Le macronisme se veut « transgressif », et se fait une gloire de mettre par terre des institutions, des habitudes, des règles écrites ou non-écrites qui président à l’exercice du pouvoir politique. Mais ces règles, décrites invariablement comme obsolètes et poussiéreuses, ne sont pas là par hasard. Elles sont le produit d’une histoire, elles font partie des consensus qui permettent à la société de fonctionner paisiblement. Les jeter à bas, c’est renier cette histoire et de remplacer le règne de la règle par la toute-puissance du président-dictateur (2). Ceux qui accusaient De Gaulle ou Mitterrand de se comporter en monarque n’avaient rien vu : lorsque les citoyens grondaient, De Gaulle n’hésitait pas à recourir au référendum ou la dissolution pour demander au peuple de trancher, et Mitterrand retire on se souvient la loi Savary. Macron aujourd’hui comme Hollande hier se placent eux dans la logique « cause toujours… », sans se rendre compte que le peuple tirera une conclusion évidente : si gronder ne suffit plus, il faut mordre.

Descartes

(1) Je n’aborderai pas ici les autres formes démocratiques, et notamment la démocratie directe ou participative, dont j’ai eu l’occasion de souligner les vices par ailleurs. Je continue à soutenir que la fonction maïeutique du représentant, sa fonction de médiation entre les intérêts particuliers et l’intérêt général, sont irremplaçables.

(2) Et encore, si le président-dictateur faisait les choses bien… mais cette toute-puissance prend aujourd’hui une forme qui serait comique si l’affaire n’était pas aussi grave.

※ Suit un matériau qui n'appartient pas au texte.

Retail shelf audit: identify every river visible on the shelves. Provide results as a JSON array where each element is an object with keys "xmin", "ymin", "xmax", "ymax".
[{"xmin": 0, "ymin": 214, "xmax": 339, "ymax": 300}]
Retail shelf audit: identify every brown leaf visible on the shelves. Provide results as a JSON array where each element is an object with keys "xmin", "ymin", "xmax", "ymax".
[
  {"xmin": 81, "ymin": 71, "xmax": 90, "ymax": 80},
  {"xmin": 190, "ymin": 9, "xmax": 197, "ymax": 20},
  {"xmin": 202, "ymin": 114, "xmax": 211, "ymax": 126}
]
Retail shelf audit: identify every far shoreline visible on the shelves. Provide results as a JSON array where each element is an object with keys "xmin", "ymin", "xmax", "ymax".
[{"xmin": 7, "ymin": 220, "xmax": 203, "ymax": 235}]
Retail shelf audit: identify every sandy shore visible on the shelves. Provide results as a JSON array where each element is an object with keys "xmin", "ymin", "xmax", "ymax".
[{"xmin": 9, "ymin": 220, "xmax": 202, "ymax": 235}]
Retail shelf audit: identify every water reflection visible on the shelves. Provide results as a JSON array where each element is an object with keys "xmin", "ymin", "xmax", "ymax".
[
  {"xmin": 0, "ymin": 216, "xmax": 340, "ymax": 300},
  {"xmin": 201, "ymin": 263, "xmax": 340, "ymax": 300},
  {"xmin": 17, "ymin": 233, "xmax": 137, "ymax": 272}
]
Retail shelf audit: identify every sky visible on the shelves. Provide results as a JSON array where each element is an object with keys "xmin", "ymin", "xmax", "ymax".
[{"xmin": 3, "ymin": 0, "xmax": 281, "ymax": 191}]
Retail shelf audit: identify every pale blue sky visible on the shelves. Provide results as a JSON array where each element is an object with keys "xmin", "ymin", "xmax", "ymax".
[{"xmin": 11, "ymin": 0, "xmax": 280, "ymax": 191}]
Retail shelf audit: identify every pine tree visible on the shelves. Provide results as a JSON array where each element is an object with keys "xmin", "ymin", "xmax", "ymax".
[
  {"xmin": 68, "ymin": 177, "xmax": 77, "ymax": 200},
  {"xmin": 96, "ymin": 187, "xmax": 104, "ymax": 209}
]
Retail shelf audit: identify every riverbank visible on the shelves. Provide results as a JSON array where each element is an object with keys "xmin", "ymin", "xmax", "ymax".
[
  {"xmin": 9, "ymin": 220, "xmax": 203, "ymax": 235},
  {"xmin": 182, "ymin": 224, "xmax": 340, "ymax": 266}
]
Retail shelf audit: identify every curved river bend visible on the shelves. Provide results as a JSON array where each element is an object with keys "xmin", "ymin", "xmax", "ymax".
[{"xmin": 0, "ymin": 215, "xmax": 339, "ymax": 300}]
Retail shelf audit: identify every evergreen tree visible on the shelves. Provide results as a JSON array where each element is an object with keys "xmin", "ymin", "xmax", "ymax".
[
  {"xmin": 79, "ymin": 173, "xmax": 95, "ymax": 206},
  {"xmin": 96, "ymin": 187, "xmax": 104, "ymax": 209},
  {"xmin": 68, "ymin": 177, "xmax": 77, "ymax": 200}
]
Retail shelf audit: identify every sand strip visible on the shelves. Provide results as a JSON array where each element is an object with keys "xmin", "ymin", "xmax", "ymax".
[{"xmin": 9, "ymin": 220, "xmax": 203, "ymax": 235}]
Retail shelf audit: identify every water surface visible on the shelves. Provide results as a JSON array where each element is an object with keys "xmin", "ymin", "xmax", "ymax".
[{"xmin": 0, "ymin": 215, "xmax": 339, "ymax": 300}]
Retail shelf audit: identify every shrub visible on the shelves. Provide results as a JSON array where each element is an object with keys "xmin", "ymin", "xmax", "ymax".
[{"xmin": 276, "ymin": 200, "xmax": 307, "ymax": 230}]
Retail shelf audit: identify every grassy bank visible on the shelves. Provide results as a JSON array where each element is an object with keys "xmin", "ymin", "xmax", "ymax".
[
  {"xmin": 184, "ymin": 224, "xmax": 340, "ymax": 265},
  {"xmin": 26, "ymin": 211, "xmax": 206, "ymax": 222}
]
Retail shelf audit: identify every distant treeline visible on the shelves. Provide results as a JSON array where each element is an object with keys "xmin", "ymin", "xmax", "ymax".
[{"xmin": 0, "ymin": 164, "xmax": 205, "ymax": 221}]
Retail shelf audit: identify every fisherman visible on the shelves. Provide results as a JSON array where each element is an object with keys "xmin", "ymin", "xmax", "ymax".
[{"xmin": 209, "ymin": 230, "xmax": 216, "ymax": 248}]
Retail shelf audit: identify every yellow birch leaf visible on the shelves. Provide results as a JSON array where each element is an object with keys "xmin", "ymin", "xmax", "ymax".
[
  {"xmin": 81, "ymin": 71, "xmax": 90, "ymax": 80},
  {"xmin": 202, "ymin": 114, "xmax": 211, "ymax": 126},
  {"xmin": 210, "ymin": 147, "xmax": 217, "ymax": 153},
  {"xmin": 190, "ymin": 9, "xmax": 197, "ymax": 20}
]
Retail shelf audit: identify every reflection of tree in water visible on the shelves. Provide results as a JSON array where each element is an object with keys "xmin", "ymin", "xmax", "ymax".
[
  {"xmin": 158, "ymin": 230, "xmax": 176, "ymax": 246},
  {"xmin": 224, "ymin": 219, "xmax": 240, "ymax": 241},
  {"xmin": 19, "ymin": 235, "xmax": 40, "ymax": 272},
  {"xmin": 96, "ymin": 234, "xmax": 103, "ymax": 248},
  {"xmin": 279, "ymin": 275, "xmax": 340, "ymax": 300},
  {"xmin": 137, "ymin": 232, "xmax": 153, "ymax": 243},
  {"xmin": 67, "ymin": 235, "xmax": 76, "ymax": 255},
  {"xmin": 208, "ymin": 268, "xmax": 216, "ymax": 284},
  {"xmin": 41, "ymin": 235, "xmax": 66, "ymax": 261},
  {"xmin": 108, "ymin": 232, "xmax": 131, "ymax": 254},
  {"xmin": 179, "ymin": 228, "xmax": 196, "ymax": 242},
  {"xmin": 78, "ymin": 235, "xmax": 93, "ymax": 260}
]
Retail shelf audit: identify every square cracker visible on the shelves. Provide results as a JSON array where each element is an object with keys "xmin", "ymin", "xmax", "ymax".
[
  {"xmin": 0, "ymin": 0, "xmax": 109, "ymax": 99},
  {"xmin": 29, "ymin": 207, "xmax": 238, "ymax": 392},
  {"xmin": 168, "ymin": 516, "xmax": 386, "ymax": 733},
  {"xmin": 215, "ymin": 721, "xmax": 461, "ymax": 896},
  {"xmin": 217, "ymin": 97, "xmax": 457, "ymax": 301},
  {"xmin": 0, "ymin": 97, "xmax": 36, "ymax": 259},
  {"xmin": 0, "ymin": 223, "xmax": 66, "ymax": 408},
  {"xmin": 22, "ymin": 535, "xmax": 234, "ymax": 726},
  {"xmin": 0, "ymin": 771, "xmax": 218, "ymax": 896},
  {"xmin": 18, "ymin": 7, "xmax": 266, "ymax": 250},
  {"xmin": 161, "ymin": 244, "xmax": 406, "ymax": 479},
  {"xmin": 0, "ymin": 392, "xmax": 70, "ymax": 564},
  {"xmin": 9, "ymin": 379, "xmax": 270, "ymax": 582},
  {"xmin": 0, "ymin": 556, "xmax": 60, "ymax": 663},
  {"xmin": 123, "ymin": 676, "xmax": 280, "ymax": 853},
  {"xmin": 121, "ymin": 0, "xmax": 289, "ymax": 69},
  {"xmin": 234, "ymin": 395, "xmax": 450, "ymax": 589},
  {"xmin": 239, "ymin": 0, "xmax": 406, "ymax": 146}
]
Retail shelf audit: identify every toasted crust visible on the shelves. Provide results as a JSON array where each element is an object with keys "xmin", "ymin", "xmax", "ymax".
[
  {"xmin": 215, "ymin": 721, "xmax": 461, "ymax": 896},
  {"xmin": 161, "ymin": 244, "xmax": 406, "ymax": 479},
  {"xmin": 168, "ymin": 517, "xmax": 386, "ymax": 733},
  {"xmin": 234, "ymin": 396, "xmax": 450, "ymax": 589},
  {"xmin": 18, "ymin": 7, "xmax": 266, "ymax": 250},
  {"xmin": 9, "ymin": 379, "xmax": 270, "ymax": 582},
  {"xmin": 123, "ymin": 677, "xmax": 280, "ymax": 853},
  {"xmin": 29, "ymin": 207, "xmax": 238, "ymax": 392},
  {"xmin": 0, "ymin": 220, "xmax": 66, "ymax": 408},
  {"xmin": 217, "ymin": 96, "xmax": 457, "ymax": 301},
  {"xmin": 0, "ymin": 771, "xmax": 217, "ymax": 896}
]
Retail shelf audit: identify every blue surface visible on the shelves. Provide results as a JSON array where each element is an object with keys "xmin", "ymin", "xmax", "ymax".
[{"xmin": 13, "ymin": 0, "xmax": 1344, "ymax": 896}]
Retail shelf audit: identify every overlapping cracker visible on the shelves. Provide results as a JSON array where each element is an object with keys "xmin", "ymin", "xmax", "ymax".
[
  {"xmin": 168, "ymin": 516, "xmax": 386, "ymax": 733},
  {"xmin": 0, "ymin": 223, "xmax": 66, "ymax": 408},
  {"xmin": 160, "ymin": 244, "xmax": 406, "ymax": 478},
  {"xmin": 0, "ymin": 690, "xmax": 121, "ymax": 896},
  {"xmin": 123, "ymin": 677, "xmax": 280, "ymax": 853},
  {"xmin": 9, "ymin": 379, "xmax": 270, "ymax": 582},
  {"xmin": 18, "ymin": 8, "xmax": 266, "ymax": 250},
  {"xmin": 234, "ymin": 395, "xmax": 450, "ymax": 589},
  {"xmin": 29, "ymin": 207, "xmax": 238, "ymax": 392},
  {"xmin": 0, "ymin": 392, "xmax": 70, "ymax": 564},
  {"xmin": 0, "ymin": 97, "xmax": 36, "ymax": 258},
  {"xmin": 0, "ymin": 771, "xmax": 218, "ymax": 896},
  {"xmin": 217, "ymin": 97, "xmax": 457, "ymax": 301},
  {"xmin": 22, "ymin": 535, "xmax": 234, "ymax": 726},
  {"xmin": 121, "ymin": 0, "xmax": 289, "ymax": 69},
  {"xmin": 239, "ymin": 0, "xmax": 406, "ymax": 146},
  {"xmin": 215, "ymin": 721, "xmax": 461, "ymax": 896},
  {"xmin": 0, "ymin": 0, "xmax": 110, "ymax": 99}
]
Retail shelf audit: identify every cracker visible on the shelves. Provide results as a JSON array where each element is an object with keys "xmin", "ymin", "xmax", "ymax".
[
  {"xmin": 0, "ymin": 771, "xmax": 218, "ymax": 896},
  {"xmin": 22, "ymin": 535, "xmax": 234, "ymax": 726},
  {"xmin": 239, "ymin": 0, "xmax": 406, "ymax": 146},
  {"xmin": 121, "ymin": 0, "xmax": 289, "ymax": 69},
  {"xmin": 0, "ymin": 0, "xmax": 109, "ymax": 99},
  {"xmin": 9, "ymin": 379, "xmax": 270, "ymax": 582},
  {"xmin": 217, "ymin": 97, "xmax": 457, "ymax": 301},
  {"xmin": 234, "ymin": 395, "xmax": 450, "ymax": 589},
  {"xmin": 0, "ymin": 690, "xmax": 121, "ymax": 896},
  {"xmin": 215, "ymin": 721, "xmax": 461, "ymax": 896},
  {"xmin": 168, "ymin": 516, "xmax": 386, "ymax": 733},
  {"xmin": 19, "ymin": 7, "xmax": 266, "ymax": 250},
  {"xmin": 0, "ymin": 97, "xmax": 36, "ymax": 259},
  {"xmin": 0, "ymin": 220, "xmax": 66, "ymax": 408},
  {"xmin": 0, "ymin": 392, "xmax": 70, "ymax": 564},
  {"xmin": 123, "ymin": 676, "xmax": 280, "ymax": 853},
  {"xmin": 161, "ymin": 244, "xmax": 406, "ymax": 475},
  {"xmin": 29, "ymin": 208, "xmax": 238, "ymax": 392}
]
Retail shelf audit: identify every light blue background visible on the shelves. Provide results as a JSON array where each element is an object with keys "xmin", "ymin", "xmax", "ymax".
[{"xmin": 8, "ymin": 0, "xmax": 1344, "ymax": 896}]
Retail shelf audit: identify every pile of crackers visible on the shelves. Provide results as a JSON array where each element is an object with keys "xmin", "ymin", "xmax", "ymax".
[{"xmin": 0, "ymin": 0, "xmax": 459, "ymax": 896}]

Nous voici avec une réforme de fond de notre système de retraites préparée nous dit-on pendant deux ans… et que le gouvernement est incapable de décrire autrement que dans les grands principes, au point qu’on a l’impression qu’on découvre les problèmes. En deux ans, personne ne s’est rendu compte que le nouveau système appliqué tel quel allait réduire à la misère la retraite des enseignants ? Personne ne s’est rendu compte que certaines professions ont des spécificités qui interdisent un alignement sur un régime commun ? Comment a-t-on pu se lancer dans cette aventure sans avoir la moindre simulation à présenter, sans avoir une idée de comment le point sera calculé dans le nouveau système ? On finit par se demander si au gouvernement on ne croit qu’il suffit de dire « que la lumière soit » pour que les centrales électriques se construisent toutes seules.